Miho Hazama: Dancer in Nowhere (Sunnyside)

A review of the third album from the composer

Dancer in Nowhere by Miho Hazama
Cover of Dancer in Nowhere by Miho Hazama

It isn’t a coincidence that the three albums Miho Hazama has recorded with her 13-piece “m_unit,” most recently Dancer in Nowhere, convey a sense of movement that is both tangible and ethereal. Hazama’s compositions are at once strikingly restless and reassuringly lithe. She knows how to conjure impressionistic clouds that blossom into clarity, and create clearings for soloists to make their case before a new juxtaposition reveals itself.

Sometimes these changes have a long arc, as on “Somnambulant,” which opens with wordless vocals from Kavita Shah, a stark simplicity enriched by hovering strings and then horns. You expect the breathy tenor solo from Jason Rigby that eventually ensues, but the filigreed electric guitar solo from guest Lionel Loueke comes out of nowhere. By contrast the next track, “Il Paradiso del Blues,” is a rapidly-changing, reed-driven festival of horns, Latin spice with a pinch of Count Basie, highlighted by the birdlike modulations of alto Steve Wilson, followed closely by drummer Jake Goldbas and eventually yielding to a baritone saxophone solo from Andrew Gutauskas. The muscular “The Cyclic Number” leads with a Mingus-like bass solo from Sam Anning, features the vibes of James Shipp and stops short for an extended viola break from Atsuki Yoshida.

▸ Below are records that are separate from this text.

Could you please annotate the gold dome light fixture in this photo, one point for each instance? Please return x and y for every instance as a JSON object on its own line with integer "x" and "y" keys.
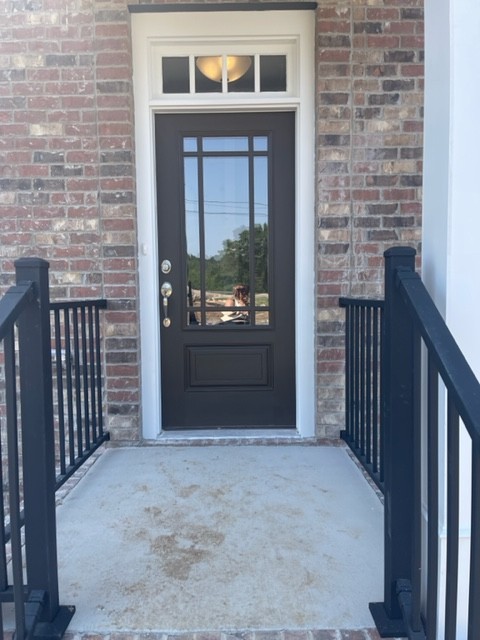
{"x": 212, "y": 66}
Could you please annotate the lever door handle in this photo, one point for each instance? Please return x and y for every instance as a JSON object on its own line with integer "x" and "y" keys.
{"x": 166, "y": 291}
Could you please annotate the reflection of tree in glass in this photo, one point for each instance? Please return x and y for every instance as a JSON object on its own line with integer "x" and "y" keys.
{"x": 232, "y": 264}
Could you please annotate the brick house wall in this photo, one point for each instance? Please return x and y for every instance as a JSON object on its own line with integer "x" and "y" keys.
{"x": 67, "y": 166}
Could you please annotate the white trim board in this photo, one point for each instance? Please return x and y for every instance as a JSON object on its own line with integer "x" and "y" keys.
{"x": 148, "y": 32}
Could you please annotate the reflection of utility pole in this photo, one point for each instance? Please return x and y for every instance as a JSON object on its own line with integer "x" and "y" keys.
{"x": 192, "y": 318}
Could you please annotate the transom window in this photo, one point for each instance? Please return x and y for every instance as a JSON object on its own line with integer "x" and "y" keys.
{"x": 225, "y": 73}
{"x": 235, "y": 69}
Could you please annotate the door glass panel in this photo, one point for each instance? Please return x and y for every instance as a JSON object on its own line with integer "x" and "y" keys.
{"x": 192, "y": 233}
{"x": 190, "y": 144}
{"x": 261, "y": 233}
{"x": 226, "y": 196}
{"x": 260, "y": 143}
{"x": 226, "y": 211}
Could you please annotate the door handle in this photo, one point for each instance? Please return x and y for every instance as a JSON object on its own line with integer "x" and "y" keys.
{"x": 166, "y": 291}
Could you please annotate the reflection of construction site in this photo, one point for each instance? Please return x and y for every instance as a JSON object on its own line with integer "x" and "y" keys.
{"x": 216, "y": 305}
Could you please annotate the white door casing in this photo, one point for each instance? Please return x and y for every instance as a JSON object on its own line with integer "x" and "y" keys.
{"x": 157, "y": 34}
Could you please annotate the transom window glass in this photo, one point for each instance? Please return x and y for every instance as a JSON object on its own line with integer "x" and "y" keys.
{"x": 224, "y": 74}
{"x": 226, "y": 204}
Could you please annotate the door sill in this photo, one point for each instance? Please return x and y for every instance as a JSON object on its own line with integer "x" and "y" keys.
{"x": 231, "y": 436}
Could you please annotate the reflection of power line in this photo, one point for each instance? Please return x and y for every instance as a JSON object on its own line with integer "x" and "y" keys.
{"x": 224, "y": 203}
{"x": 221, "y": 213}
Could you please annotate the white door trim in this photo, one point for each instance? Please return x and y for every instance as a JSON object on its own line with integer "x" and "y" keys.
{"x": 147, "y": 30}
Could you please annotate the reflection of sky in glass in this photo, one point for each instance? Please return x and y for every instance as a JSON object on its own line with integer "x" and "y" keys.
{"x": 226, "y": 198}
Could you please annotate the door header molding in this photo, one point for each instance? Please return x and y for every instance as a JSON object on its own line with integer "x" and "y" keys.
{"x": 227, "y": 6}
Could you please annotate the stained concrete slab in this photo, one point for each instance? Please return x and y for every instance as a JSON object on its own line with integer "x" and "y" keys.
{"x": 221, "y": 537}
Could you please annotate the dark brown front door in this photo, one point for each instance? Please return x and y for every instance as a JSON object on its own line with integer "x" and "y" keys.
{"x": 226, "y": 225}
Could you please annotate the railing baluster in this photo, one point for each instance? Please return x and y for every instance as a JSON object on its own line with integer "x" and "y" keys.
{"x": 375, "y": 368}
{"x": 85, "y": 386}
{"x": 362, "y": 383}
{"x": 416, "y": 570}
{"x": 474, "y": 590}
{"x": 91, "y": 355}
{"x": 78, "y": 390}
{"x": 14, "y": 484}
{"x": 69, "y": 383}
{"x": 60, "y": 402}
{"x": 98, "y": 358}
{"x": 368, "y": 387}
{"x": 453, "y": 494}
{"x": 356, "y": 376}
{"x": 432, "y": 496}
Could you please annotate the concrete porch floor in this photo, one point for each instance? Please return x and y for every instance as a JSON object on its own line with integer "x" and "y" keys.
{"x": 180, "y": 539}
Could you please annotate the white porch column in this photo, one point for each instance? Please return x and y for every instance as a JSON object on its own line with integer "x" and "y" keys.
{"x": 451, "y": 226}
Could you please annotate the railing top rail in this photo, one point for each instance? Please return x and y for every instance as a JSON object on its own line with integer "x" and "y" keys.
{"x": 12, "y": 305}
{"x": 454, "y": 369}
{"x": 361, "y": 302}
{"x": 79, "y": 304}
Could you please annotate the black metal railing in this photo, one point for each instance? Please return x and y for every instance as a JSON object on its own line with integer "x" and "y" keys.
{"x": 363, "y": 424}
{"x": 28, "y": 481}
{"x": 77, "y": 389}
{"x": 421, "y": 363}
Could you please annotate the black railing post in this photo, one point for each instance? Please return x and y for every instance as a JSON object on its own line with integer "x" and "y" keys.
{"x": 38, "y": 441}
{"x": 398, "y": 417}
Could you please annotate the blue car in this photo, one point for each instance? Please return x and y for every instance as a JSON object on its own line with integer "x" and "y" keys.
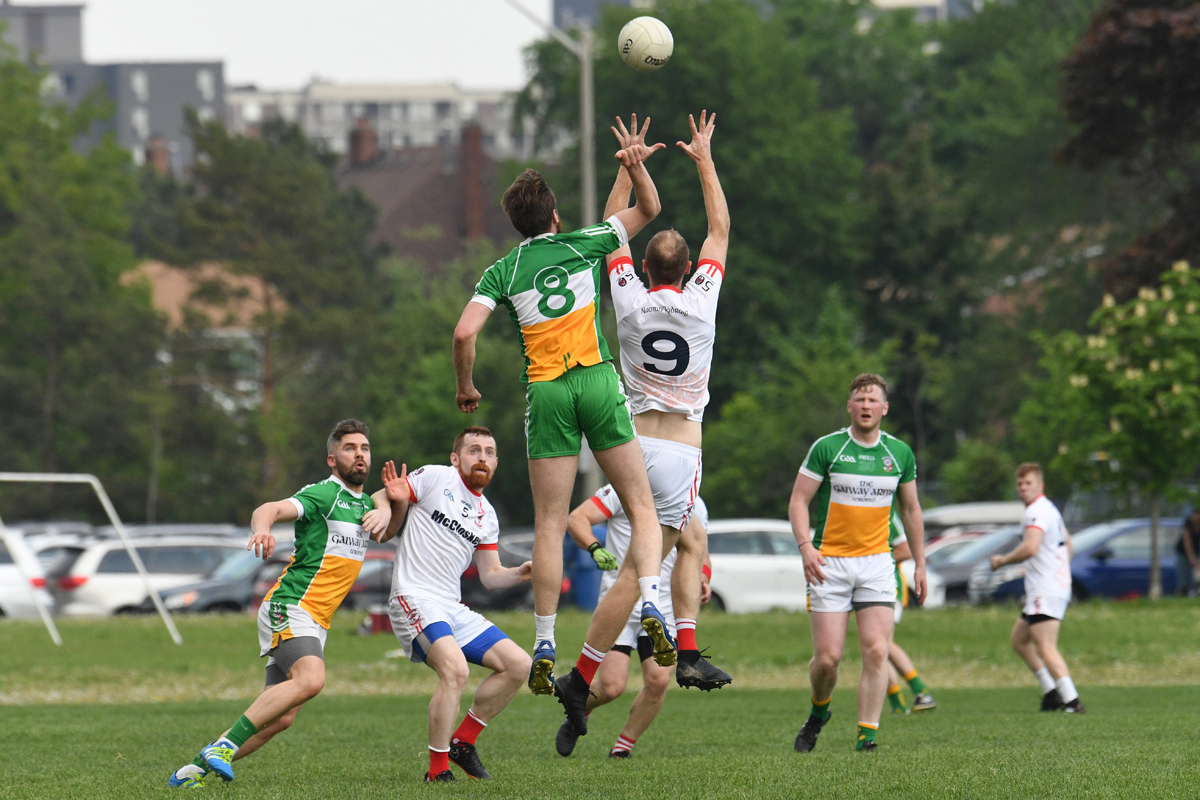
{"x": 1111, "y": 560}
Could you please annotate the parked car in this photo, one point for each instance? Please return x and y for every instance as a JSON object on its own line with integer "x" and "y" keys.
{"x": 102, "y": 579}
{"x": 17, "y": 595}
{"x": 756, "y": 566}
{"x": 957, "y": 569}
{"x": 964, "y": 517}
{"x": 1110, "y": 560}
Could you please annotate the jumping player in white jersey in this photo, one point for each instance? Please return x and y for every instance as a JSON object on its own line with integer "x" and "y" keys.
{"x": 450, "y": 523}
{"x": 666, "y": 356}
{"x": 613, "y": 673}
{"x": 1045, "y": 551}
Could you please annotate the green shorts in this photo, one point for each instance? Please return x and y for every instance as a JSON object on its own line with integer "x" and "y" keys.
{"x": 583, "y": 401}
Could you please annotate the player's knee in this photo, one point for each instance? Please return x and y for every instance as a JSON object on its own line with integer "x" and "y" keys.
{"x": 827, "y": 662}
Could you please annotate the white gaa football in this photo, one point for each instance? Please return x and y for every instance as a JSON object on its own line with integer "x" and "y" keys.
{"x": 646, "y": 43}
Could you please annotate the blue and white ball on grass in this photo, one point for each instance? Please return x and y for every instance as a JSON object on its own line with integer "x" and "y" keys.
{"x": 646, "y": 43}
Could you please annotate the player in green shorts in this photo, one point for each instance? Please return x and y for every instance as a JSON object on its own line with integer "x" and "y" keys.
{"x": 550, "y": 286}
{"x": 294, "y": 618}
{"x": 899, "y": 663}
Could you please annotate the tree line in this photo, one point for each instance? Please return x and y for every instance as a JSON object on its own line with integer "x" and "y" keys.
{"x": 946, "y": 204}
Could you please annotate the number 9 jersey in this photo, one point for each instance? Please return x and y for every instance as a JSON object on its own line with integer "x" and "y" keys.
{"x": 666, "y": 337}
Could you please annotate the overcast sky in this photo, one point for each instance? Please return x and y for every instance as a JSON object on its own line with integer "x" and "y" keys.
{"x": 282, "y": 43}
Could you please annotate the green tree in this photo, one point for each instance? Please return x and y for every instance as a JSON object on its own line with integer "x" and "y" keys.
{"x": 753, "y": 451}
{"x": 77, "y": 342}
{"x": 1122, "y": 404}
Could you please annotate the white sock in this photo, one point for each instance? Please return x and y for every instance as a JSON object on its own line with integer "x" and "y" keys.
{"x": 545, "y": 626}
{"x": 649, "y": 589}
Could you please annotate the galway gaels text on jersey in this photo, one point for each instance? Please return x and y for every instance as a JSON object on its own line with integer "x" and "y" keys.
{"x": 447, "y": 523}
{"x": 666, "y": 337}
{"x": 330, "y": 546}
{"x": 550, "y": 284}
{"x": 858, "y": 482}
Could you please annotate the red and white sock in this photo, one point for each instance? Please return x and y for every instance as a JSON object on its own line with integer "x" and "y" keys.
{"x": 589, "y": 661}
{"x": 685, "y": 630}
{"x": 439, "y": 762}
{"x": 469, "y": 729}
{"x": 624, "y": 745}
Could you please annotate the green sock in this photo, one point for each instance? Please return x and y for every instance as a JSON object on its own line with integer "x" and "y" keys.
{"x": 915, "y": 683}
{"x": 241, "y": 731}
{"x": 821, "y": 710}
{"x": 865, "y": 734}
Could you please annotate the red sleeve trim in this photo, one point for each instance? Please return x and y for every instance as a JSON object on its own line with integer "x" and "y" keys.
{"x": 604, "y": 509}
{"x": 617, "y": 263}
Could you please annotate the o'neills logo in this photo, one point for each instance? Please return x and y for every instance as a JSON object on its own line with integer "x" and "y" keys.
{"x": 455, "y": 528}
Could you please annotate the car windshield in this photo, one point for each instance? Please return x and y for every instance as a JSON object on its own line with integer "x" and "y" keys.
{"x": 1091, "y": 536}
{"x": 237, "y": 567}
{"x": 943, "y": 553}
{"x": 983, "y": 547}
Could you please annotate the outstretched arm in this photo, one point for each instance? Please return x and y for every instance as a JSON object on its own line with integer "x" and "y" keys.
{"x": 700, "y": 150}
{"x": 472, "y": 322}
{"x": 631, "y": 156}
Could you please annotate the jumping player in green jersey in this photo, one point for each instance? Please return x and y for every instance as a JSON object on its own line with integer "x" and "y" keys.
{"x": 855, "y": 474}
{"x": 899, "y": 663}
{"x": 550, "y": 284}
{"x": 293, "y": 620}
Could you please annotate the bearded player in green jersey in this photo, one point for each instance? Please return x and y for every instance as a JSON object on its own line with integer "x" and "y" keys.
{"x": 550, "y": 286}
{"x": 293, "y": 620}
{"x": 856, "y": 474}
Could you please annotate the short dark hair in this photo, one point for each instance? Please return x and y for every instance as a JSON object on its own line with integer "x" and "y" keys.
{"x": 666, "y": 257}
{"x": 343, "y": 428}
{"x": 477, "y": 429}
{"x": 1029, "y": 467}
{"x": 529, "y": 204}
{"x": 869, "y": 379}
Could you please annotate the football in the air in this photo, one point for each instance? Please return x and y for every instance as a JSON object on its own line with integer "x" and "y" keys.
{"x": 646, "y": 43}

The least successful numbers are the final two. After covering Lady Gaga and then A Perfect Circle on the first two m_unit albums, Hazama’s lone non-original this time is John Williams’ “Olympic Fanfare and Theme,” a bad match from the opening handclaps. The closing title song is designed as a vehicle for guest Nate Wood on drums, but feels claustrophobically busy, without enough of Hazama’s trademark pivots in mood.